Reports from Thailand suggest that a growing number of people who inject drugs (IDU) are now injecting midazolam, a legal benzodiazepine with potent amnestic and ventilatory depressant effects. We therefore sought to examine midazolam injection among a community-recruited sample of Thai IDU.
We examined the prevalence and correlates of midazolam injection among 252 IDU participating in the Mitsampan Community Research Project, Bangkok, using multivariate logistic regression. We also examined the use of midazolam in combination with other drugs.

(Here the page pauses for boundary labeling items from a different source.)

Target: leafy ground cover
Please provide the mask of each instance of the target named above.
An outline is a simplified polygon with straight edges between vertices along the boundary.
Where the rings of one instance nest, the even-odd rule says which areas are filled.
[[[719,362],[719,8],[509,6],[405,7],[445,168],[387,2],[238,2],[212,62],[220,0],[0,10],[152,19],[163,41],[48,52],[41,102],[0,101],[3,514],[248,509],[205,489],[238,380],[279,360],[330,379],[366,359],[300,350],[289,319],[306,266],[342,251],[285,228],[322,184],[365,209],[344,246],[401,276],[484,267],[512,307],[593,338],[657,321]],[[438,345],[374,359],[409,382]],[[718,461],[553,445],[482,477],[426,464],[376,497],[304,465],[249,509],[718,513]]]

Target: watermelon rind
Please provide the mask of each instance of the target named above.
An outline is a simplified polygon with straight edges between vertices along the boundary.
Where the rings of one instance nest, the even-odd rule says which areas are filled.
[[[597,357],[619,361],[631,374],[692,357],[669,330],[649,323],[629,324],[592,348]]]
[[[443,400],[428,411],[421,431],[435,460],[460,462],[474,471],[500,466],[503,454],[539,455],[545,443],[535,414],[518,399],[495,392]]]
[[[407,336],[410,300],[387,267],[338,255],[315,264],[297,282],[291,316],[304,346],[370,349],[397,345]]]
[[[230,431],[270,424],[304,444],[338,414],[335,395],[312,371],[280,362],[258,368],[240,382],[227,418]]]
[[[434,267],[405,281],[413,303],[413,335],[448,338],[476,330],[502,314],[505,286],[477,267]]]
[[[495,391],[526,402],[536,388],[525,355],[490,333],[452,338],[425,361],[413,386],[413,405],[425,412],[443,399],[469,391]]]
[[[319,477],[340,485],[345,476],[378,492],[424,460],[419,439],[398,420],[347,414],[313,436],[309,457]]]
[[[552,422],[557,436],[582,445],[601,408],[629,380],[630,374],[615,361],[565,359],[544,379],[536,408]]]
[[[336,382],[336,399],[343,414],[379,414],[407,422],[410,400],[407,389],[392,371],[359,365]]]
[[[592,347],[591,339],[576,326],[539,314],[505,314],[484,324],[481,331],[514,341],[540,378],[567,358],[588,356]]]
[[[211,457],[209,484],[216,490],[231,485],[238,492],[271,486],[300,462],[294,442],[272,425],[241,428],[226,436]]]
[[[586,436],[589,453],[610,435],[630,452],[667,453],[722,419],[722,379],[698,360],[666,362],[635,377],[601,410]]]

252 IDU participated in this study, including 66 (26.2%) women. In total, 170 (67.5%) participants reported ever having injected midazolam, and 144 (57.1%) reported daily midazolam injection in the past six months. In multivariate analyses, a history of midazolam injection was independently associated with using drugs in combination (adjusted odds ratio [AOR] = 5.86; 95% confidence interval [CI]: 2.96-11.60), younger age (AOR = 0.43; 95%CI: 0.22-0.83), having a history of methadone treatment (AOR = 3.12, 95%CI: 1.55-6.90), and binge drug use (AOR = 2.25, 95%CI: 1.09-4.63). The drugs most commonly used in combination with midazolam were heroin (72.3%) and yaba (methamphetamine) (30.5%).
We observed a high rate of midazolam injection among Thai IDU. Midazolam injection was strongly associated with polysubstance use and binge drug use, and was most commonly used in combination with both opiates and methamphetamines. Our findings suggest that midazolam injection has become increasingly common within Thailand. Evidence-based approaches for reducing harms associated with midazolam injection are needed.